A new assay that allows to discriminate cellular identity from a heterogeneous population
Abstract
A new single-cell combinatorial indexing for methylation analysis (sci-MET) protocol has been developed. To test its efficiency 3,282 single-cell bisulfite sequencing libraries were produced with a reading alignment rate of 68 ± 8% achieved. Here are reported the results of the application of the sci-MET protocol able to recognize the identity of individual cells from a mixed cell population.
The complex relationship between the presence of a covalently linked methyl group in cytosine-guanine dinucleotides (CG) and non-CG (CH sites) and gene expression of the nearby gene has been known for years [1]. The increase interest in the cell methylation profile has made it possible to expand the studies connected to DNA methylation, allowing to discover the alterations also in pathological contexts such as cancer and identify the differences between the various cell types [2]. The specificity by cell type and the changes undergone during development make the methylation profile an interesting tool for cell identification starting from a complex structure such as a tissue, stimulating a single-cell approach [1].
For this purpose, Ryan M. Mulqueen and collaborators, in a publication in “Nature Biotechnology” in 2018 [3], proposed an assay that exploits single-cell combinatorial indexing and the whole genome bisulfite sequencing (WGBS), through which it is possible to probe the DNA methylation at base pair resolution. This assay has been called single-cell combinatorial indexing for methylation analysis (sci-MET).
Sci-Met workflow
This technique, initially, involves the isolation of cell nuclei and the modification of the DNA contained by depletion of the nucleosomes followed by the insertion of a first index through the use of transposases. The nuclei with the mono-indexed sequences, after being pooled and randomly redistributed equally in a certain number of wells, were subjected to treatment with the bisulfite with the insertion of a second index by PCR, thus generating a cell-specific barcode. The final step is represented by sequencing (Fig 1).
The cited protocol was also optimized: using transposons with cytosine-depleted indexes not to be influenced by bisulfite treatment and exploiting the crosslinking/SDS technique for nucleosome depletion. The latter made it possible to keep the collision rate lower (two nuclei of the same transposase barcode ending up in the same PCR well), compared to the lithium assisted nucleosome depletion (LAND) technique, ensuring nuclear integrity in line with what has been reported in previous studies in which this factor is described as the key hurdle to produce uniformly distributed sequence reads [4].
Figure 1 The sci-MET workflow
Application of the protocol and bioinformatics analysis
Through the application of the protocol on pure cell lines and on an artificial mixture of human B-lymphoblast cell lines (GM12878), primary inguinal fibroblasts (GM05756) and HEK 293 cells (for a total of 880 cells), followed by the alignment of the reads with the human genome, the researchers were able to characterize genome-wide methylation in 691 cells, achieving an efficiency peak of 78.5% and an average alignment of 68 ± 8%.
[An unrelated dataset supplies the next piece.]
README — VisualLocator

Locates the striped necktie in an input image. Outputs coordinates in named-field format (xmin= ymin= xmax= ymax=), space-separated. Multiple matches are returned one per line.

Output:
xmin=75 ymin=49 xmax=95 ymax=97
The experiment continued alongside the procedure described with a bioinformatics analysis, which consisted of the application of the non-negative Matrix Factorization (NMF) followed by t-distributed Stochastic Neighbor Embedding (t-SNE), which allows a better analysis of the data by a reduction in dimensionality, and by identifying clusters using density-based methods.
Finally, cluster methylation rates were correlated with publicly available WGBS data sets for the first 1,000 most variable regulatory regions. For each merged cluster, the two most correlated samples were of the same cell type or the most similar cell line.
Cell type discrimination in an in vivo model
To test the possibility of performing cell discrimination in an in vivo model, the previously described procedure was applied to a population of primary cortical cells from three different mice. After clustering, the coverage of the various clusters was aggregated and the percentage of methylation of specific cortically differentiated methylated regions (DMRs) was measured. This revealed a marked enrichment for each neuronal cluster within sets of excitatory and inhibitory DMRs and allowing classifications of clusters to be classified.
Strengths and limitations
Although a limitation of the technique consists in not being, at present, the one that allows the best coverage if compared with what reported in other studies [5], it is able to guarantee sufficient coverage per cell to identify the cell identity starting from a mixed population maintaining a good cost / efficiency ratio. However, it should be highlighted the possibility of increasing the efficiency of the technique through additional rounds of linear amplification, or by exploiting its scalability, expanding the number of indexes.
References
- Varley, K.E. et al. Genome Res. 23, 555–567 (2013).
- Smallwood, S.A. et al. Nat. Methods 11, 817–820 (2014).
- Mulqueen et al., Biotechnology 36, 428-431 (2018)
- Vitak, S.A. et al. Methods 14, 302–308 (2017).
- Clark, S.J. et al. Nat. Protoc. 12, 534–547 (2017).